When each tube is heated and cooled, many replicated sequences are created. Because the dideoxynucleotides are in the test tube, random additions of the dideoxynucleotides will result in DNA segments of various lengths (since a chain is stopped after the addition of one of the dideoxynucleotides). In the tube with the adenine dideoxynucleotide, there will be segments of various lengths that were terminated wherever there was an adenine in the original double-stranded DNA. Each length of fragment indicates a location of an adenine base in the original DNA molecule.
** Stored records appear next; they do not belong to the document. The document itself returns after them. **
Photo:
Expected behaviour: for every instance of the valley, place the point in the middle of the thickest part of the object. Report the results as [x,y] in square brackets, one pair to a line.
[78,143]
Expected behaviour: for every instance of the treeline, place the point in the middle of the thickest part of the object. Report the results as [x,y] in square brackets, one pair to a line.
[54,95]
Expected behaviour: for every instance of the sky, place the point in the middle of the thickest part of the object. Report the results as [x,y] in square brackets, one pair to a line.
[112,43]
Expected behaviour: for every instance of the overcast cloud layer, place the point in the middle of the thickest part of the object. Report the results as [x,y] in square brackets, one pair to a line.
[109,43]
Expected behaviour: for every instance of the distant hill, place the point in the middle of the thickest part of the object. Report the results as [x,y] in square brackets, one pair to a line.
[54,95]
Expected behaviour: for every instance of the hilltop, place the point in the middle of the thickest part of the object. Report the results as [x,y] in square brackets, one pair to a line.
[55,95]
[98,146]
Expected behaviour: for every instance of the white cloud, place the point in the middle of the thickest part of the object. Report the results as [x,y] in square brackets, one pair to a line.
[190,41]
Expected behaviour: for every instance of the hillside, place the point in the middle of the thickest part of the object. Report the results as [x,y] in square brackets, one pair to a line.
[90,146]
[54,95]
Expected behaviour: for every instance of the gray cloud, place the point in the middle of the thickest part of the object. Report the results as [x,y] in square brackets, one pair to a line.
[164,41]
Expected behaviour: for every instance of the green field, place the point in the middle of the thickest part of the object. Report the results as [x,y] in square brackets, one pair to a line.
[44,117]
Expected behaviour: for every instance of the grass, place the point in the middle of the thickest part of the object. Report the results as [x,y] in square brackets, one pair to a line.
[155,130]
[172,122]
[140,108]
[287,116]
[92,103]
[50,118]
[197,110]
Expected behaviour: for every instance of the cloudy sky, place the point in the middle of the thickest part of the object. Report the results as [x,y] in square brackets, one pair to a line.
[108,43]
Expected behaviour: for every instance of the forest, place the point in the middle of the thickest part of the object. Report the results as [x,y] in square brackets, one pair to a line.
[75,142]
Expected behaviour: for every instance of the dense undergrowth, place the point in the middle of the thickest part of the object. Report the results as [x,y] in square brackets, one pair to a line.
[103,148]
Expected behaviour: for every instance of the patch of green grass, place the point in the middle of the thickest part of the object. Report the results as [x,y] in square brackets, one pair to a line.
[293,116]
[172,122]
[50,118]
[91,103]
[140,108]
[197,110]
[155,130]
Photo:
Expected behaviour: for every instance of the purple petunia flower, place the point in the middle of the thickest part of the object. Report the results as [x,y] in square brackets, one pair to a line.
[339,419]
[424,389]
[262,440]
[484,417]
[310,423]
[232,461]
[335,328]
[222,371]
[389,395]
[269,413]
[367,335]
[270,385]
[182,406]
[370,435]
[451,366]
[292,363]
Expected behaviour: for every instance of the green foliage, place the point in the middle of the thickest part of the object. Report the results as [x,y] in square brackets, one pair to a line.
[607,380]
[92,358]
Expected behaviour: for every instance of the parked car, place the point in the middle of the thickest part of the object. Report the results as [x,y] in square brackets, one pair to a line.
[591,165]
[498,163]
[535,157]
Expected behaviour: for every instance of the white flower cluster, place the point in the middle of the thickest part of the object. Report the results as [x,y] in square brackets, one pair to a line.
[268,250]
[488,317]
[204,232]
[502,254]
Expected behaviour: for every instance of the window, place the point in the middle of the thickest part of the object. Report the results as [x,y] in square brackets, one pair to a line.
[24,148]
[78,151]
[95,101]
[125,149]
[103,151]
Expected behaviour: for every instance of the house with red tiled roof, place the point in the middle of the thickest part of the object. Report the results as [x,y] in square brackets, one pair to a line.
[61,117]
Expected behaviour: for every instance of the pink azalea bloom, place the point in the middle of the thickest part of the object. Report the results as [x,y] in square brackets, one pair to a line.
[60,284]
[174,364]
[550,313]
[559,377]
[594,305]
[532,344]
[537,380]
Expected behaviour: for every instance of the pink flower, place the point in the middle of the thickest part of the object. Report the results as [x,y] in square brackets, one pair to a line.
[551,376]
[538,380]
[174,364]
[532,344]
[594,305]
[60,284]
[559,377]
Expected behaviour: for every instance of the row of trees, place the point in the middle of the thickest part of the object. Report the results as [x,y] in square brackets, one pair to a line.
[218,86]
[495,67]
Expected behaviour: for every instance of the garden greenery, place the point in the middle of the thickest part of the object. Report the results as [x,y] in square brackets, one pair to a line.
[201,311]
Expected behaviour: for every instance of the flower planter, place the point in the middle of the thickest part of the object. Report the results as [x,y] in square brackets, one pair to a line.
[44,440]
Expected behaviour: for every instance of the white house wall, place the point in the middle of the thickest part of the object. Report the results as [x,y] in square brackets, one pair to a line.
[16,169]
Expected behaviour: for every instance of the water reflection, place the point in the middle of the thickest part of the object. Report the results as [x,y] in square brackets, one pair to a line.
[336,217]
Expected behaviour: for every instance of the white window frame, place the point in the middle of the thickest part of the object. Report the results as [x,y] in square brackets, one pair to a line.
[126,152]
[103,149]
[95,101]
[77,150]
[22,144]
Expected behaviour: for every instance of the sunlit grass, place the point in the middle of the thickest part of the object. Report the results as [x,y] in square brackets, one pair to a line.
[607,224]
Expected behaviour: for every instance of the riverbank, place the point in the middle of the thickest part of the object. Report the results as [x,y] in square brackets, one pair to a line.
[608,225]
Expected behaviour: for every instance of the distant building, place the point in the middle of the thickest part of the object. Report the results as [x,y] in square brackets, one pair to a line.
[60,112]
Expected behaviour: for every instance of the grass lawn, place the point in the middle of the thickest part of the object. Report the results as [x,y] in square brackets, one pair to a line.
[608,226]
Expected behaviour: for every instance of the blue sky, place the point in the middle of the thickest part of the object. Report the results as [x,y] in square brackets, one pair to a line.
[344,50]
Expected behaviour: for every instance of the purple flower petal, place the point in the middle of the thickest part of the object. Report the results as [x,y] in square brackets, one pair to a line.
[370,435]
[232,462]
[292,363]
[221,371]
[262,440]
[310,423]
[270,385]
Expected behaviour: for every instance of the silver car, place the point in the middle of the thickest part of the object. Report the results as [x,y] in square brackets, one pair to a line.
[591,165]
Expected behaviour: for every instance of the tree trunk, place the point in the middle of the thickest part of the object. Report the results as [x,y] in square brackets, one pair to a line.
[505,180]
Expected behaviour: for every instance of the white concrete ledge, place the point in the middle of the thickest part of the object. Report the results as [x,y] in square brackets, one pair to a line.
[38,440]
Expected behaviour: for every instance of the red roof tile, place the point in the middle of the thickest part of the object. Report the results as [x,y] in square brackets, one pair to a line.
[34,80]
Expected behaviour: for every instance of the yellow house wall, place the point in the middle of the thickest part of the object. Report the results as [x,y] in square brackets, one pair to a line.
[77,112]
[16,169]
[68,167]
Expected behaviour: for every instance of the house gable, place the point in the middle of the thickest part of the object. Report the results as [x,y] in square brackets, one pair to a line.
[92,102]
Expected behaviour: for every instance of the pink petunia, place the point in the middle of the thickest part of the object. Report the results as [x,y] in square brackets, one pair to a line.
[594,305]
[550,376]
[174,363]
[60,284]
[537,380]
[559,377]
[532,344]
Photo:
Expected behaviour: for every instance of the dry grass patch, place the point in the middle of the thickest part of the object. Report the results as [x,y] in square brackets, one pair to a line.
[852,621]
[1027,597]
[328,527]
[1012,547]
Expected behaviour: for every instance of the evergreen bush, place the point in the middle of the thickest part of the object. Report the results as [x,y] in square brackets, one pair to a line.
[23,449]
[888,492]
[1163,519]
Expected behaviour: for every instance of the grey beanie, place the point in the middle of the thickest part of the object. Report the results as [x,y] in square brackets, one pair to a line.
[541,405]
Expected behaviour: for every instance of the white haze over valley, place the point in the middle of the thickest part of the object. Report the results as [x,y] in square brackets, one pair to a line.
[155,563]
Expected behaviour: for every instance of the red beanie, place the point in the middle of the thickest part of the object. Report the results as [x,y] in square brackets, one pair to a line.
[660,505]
The fragments generated in the test tube are then separated by electrophoresis to determine the lengths of the generated fragments. This is done for all four bases (A, T, C, G) and the four electrophoresis gels are then analyzed to determine the original sequence in the DNA molecule. This entire process can be simulated in this activity.

Materials

Cellophane tape
DNA Sequencing Cutout Sheets, 1–4
DNA Sequencing Worksheet
Scissors

Safety Precautions

This simulation activity is considered non-hazardous. Follow all standard laboratory safety guidelines.

Procedure

  1. Secure one each of the DNA Sequencing Cutout Sheets 1–4.
  2. Cut all of the sheets carefully along the dotted lines.
  3. Note the three DNA template strips (the long strips with shaded sugars). Tape the three DNA template strips together matching the phosphate tab #1 with the OH #1 and the phosphate tab #2 with the OH #2. When the DNA template is assembled, the base pairs from top to bottom should be in the following order: G–A–G–T–C–A–C–T–C–T–A–A–G–T–A.
  4. Place the template on a lab table where it is clearly visible.
  5. Separate the dideoxynucleotides from the regular deoxynucleotides and set them aside.
  6. Separate the deoxynucleotides into separate piles, one for each type (A, T, C, G).
  7. Perform your test tube simulations in the order A, T, G and C. For each test tube simulation, complete steps 8–15.
  8. Locate the adenine dideoxynucleotide and place it in the pile with the adenine deoxynucleotides. Shuffle it into the pile so that its location is not obvious when drawing one from the pile.
  9. Locate the DNA primer fragment. Determine where it will match and join the DNA template strand. Remember the 3′–5′/5′–3′ opposite orientation. Place the primer fragment in place on the template DNA.
  10. Start to build a complementary strand along the DNA template. Draw the appropriate nucleotides from the nucleotide piles as needed to complete the complementary strand. Place them in the growing chain on the table top. (Remember, adenine pairs with thymine and cytosine with guanine.)
  11. When the dideoxynucleotide is drawn from the pile, place it in the new strand. This addition prevents the new DNA strand from growing further since it does not contain the 3′—OH group needed to form the next bond with an additional nucleotide. Note what happens when an attempt is made to add another nucleotide to the model.
  12. Count the number of base pairs in the DNA chain fragment that has been created. Record this number on Part I of the DNA Sequencing Worksheet for adenine. (Do not include the primer as a part of the fragment.)
  13. Remove the entire fragment—except the primer—and return the nucleotides to their appropriate piles. Note: Removing the fragment and starting over again simulates the process occurring in the test tube during the heating/cooling process. In the test tube, however, all of the fragments would stay whole and be analyzed at the end of the experiment.
  14. Start forming another new complementary strand as before and stop when the addition of an adenine dideoxynucleotide terminates the chain building. Record the length of the new DNA fragment.
  15. Continue to make strands until strands have been made that terminate at all of the adenine locations on the template. Record the length of each strand. Note: Due to the random nature of the activity this may take more trials than the number of different length fragments.
  16. Repeat steps 8–15 three more times using the thymine, guanine, and cystosine dideoxynucleotides in turn. Record all of the fragment lengths in the appropriate place on Part I of the DNA Sequencing Worksheet.
  17. Complete Part II of the DNA Sequencing Worksheet.
  18. Complete Part III of the DNA Sequencing Worksheet.
  19. Consult your instructor for appropriate disposal procedures.